第1話 兄と妹 (その28)
「でも、もう限界です。これ以上、引張れませんよ。」と向井は言う。
源次郎は、答えようがない。
サラリーマン社会の構図も分かっている。会社が用意してくれた定年後の再就職を断ることが、どのようにキツイことなのかも理解できる。
それでいて、「やってみたいことがある」という向井の心情も、同じ男として、それなりの理解がある。
そこまで聞かされていて、さきほどの向井が言った「腹を決めている」ことがどちらの道なのかを訊くことが出来ない。
来るときよりも、より一層暗くなった夜道を、2人が歩く。
「今頃、こんなことを訊くのは可笑しいんですけれど・・・・。どうして、私を、今日あの店に誘われたのですか?」
黙っているのが苦しくなって、源次郎が尋ねる。
少しの間があってから、向井が話し出す。
「そうですね。それも遊び心と言ったら、怒りますか? ・・・実は、今日はあの「夏祭り」にちょっとだけ顔出したら、直ぐにあの店に行くつもりだったんです。」
「はい。」
「そうしたら、たまたま管理人さんとお会いしました。ちょっとお酒を飲んで、いろいろお話をさせていただきました。」
「はい。」
「そうしたら、何か、あの店での私を知っておいて欲しくなったんです。可笑しいでしょう?」
「う〜ん、でも、どうしてこの私だったんです?」
「それは、自分でも分かりません。ただ、何となく、わかってくれそうな人だと感じたのかも知れませんね。勝手に決めちゃって、申し訳なかったですが・・・。」
「それはいいんですよ。私も貴重な経験させてもらったんですから・・・。」
小さな交差点で、信号が赤になる。
向井がポケットから煙草を取り出す。
「吸いませんか?」と源次郎にも勧める。
「いえ、辞めたもんで。退職を契機に。家内がうるさくってね。」と源次郎は断る。
「そうですか、お辞めになったんですか。私と、逆ですね。」と向井が笑う。
「本社に来てから、また吸い始めたんですよ。一度は、辞めてたんですが。」と向井は旨そうに煙草を吸って、言葉を続ける。

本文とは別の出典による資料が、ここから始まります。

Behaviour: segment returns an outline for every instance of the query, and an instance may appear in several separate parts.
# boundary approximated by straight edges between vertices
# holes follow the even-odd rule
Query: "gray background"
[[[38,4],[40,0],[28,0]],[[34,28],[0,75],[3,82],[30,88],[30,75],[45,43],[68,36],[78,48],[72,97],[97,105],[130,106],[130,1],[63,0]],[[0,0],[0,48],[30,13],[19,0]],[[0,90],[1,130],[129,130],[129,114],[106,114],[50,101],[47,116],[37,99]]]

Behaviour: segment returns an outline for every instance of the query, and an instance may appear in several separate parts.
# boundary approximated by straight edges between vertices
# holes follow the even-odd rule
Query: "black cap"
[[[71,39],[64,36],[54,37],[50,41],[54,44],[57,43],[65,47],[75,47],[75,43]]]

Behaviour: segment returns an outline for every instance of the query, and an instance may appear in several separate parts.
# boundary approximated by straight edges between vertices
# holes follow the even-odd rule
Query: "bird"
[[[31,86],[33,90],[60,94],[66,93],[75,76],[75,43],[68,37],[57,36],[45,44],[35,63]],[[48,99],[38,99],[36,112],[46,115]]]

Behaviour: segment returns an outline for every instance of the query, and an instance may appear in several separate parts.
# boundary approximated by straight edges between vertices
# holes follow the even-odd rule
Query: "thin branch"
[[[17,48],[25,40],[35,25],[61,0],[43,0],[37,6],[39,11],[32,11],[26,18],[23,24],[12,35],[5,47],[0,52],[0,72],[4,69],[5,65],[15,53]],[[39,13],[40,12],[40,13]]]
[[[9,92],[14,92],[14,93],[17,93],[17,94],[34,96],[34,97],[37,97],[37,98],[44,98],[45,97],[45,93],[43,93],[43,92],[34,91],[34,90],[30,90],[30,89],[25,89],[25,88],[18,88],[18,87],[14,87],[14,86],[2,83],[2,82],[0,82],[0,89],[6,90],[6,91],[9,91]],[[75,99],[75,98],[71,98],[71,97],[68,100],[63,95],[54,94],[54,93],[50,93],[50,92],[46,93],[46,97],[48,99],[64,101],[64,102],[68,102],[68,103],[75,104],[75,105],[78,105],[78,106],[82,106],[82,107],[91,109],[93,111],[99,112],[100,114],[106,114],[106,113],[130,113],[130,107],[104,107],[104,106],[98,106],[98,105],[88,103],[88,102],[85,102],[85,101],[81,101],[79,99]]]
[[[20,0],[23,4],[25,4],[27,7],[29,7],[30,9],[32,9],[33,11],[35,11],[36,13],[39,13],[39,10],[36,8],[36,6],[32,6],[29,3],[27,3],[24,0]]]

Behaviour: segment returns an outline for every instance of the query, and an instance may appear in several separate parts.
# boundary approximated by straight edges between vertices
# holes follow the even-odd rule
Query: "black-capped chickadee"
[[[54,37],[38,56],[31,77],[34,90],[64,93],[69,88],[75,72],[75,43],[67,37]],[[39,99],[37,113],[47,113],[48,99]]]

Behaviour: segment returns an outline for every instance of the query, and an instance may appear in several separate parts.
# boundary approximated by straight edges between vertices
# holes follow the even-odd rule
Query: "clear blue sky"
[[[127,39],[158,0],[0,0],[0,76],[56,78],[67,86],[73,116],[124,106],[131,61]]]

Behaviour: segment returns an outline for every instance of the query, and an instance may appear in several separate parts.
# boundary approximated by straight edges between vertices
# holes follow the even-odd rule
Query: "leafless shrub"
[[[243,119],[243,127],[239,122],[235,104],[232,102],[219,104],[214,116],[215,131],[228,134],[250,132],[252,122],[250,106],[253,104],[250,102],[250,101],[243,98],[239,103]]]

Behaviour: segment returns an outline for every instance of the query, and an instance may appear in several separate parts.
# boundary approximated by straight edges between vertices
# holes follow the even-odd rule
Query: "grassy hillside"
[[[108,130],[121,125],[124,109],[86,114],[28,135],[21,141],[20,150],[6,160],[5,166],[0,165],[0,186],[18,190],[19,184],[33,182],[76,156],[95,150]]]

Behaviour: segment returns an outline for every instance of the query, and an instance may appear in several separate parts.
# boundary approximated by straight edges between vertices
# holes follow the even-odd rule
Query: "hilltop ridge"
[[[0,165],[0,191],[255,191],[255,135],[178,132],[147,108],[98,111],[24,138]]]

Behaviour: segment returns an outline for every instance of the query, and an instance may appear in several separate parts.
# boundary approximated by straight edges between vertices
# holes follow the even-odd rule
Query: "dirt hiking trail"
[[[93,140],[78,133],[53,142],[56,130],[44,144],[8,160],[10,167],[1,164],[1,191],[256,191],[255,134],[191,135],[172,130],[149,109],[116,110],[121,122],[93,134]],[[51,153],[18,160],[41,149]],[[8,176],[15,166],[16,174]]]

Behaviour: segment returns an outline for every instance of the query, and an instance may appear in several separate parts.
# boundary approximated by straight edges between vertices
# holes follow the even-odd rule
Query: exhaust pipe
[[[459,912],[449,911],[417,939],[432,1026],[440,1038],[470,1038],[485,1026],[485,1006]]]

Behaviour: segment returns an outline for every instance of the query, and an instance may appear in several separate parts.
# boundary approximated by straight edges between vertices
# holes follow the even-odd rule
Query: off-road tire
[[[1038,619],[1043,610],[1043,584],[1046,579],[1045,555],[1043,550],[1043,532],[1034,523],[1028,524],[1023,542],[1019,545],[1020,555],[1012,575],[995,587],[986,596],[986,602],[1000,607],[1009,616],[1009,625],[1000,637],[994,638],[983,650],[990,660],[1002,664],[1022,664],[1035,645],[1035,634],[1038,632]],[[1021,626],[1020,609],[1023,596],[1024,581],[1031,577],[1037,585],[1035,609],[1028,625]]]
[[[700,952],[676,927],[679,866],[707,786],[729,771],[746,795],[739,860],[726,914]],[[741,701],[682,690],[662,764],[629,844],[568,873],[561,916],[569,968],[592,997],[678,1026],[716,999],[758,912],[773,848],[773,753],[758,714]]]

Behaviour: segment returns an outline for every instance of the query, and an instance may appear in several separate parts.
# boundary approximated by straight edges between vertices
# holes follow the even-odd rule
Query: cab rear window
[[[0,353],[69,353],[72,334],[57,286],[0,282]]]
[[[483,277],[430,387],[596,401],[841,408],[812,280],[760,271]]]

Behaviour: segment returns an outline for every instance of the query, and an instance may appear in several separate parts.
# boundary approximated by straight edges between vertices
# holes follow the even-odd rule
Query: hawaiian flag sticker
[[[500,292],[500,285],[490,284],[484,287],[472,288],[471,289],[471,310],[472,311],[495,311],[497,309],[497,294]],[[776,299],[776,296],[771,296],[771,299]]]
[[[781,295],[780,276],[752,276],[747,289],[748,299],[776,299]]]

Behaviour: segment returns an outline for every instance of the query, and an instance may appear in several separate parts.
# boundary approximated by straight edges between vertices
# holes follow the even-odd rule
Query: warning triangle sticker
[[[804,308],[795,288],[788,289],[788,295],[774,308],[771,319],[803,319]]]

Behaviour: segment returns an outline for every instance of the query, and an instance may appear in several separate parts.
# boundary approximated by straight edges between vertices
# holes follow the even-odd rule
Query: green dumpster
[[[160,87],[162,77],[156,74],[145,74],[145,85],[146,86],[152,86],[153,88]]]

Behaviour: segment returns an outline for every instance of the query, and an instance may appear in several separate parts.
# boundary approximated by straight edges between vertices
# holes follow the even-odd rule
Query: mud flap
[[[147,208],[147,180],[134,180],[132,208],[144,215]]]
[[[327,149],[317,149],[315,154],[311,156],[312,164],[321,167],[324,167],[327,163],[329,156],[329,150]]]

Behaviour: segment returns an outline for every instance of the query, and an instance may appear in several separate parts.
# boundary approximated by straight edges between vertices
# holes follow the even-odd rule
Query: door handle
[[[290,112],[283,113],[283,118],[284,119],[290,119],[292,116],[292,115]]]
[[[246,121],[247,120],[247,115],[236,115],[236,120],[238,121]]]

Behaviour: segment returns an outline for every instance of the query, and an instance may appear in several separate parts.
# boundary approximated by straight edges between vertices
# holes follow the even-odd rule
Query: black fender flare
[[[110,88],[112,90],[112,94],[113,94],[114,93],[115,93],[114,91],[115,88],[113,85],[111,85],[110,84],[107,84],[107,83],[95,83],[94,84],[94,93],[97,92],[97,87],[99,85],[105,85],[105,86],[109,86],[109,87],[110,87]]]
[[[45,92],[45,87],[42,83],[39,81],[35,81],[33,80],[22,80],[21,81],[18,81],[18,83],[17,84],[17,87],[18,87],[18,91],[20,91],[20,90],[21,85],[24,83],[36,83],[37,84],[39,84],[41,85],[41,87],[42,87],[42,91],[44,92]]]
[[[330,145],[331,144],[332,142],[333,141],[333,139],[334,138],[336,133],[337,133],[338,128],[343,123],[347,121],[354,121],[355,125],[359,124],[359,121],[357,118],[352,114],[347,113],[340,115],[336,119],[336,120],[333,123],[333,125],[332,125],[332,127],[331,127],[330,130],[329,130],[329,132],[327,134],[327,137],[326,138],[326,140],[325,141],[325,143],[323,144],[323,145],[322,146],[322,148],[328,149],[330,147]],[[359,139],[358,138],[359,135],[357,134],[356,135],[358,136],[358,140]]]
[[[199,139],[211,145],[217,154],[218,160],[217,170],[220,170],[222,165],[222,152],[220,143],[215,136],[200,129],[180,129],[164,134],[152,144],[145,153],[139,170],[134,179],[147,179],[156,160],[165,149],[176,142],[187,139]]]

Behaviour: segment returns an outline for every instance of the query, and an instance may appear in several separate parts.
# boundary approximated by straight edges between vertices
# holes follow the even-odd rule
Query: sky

「一日、何もないところでじっとしていると、どうしても我慢が出来なかったですね。時間が有り余っていますから、どうしても喫茶店に行く。行くと、煙草の匂いが懐かしく思うんですよ。それに、横で旨そうに吸われると、もう駄目でしたね。本社に来て、1ヶ月でまた吸っていましたよ。」
なるほど、と源次郎も思う。
在職中から、何度も美佐子から「禁煙」を求められていた。
それでも、辞められたのは、退職後である。やはり、周囲の環境が影響する。
信号が変わって、また歩き出す。
向井は、ポケットから携帯式灰皿を取り出して、その中へ煙草を放り込む。
「ところで、今日の話は、是非、管理人さんの胸だけにしまっておいてくださいね。勝手に引張っておいて、こんなことを言うのは身勝手だと思われるでしょうが。」
「分かりました。」と源次郎は、自分の胸に手を当てる。